- Date: 29 April – 5 May
- Edition: 8th
- Category: International Series
- Draw: 32S / 16D
- Prize money: $356,000
- Surface: Clay
- Location: Majorca, Spain

Champions

Singles
- Gastón Gaudio

Doubles
- Mahesh Bhupathi / Leander Paes
| Majorca Open |

= 2002 Majorca Open =

Tennis tournament

The 2002 Majorca Open was a men's tennis tournament played on outdoor clay courts in Majorca, Spain and was part of the International Series of the 2002 ATP Tour.
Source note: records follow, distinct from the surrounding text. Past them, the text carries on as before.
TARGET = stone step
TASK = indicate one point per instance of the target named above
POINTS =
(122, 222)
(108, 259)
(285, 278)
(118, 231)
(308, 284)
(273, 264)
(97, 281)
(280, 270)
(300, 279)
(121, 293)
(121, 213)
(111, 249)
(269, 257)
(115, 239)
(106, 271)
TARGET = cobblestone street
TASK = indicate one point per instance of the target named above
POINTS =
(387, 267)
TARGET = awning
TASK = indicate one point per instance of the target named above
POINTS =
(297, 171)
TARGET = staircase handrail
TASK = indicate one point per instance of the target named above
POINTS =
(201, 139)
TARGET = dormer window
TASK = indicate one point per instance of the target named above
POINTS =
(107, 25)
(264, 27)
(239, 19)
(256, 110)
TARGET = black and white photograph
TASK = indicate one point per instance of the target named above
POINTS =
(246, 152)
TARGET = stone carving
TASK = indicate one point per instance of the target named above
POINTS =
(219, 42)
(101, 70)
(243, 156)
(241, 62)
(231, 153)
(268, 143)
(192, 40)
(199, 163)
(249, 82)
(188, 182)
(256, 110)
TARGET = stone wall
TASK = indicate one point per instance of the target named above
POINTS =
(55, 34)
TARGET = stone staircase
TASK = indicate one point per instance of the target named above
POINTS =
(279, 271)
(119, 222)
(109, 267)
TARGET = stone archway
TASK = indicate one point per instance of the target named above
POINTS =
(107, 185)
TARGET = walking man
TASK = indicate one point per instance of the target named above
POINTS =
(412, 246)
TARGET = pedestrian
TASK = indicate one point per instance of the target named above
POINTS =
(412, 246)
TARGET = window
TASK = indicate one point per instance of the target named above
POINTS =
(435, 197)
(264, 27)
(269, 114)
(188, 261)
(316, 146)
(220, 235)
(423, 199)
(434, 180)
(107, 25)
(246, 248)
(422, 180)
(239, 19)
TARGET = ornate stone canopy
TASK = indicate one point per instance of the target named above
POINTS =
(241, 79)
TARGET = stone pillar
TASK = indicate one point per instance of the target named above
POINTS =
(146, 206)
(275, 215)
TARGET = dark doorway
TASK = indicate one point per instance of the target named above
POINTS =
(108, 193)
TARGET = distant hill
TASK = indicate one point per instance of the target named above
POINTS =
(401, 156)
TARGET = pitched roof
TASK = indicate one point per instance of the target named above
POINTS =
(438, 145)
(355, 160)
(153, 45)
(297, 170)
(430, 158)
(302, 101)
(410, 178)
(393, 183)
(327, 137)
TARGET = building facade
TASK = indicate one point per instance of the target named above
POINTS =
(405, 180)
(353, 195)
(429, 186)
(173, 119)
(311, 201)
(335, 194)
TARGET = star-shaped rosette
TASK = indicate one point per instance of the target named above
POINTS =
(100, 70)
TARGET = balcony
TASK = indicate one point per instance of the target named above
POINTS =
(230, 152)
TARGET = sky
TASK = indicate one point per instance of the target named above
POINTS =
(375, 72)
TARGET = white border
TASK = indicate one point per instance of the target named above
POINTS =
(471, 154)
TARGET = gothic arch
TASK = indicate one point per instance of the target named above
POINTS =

It was the eighth edition of the tournament and was held from 29 April through 5 May 2002. Eighth-seeded Gastón Gaudio won the singles title.

==Finals==
===Singles===

ARG Gastón Gaudio defeated FIN Jarkko Nieminen 6–2, 6–3
- It was Gaudio's 2nd title of the year and the 2nd of his career.

===Doubles===

IND Mahesh Bhupathi / IND Leander Paes defeated AUT Julian Knowle / GER Michael Kohlmann 6–2, 6–4
- It was Bhupathi's 2nd title of the year and the 23rd of his career. It was Paes's 2nd title of the year and the 26th of his career.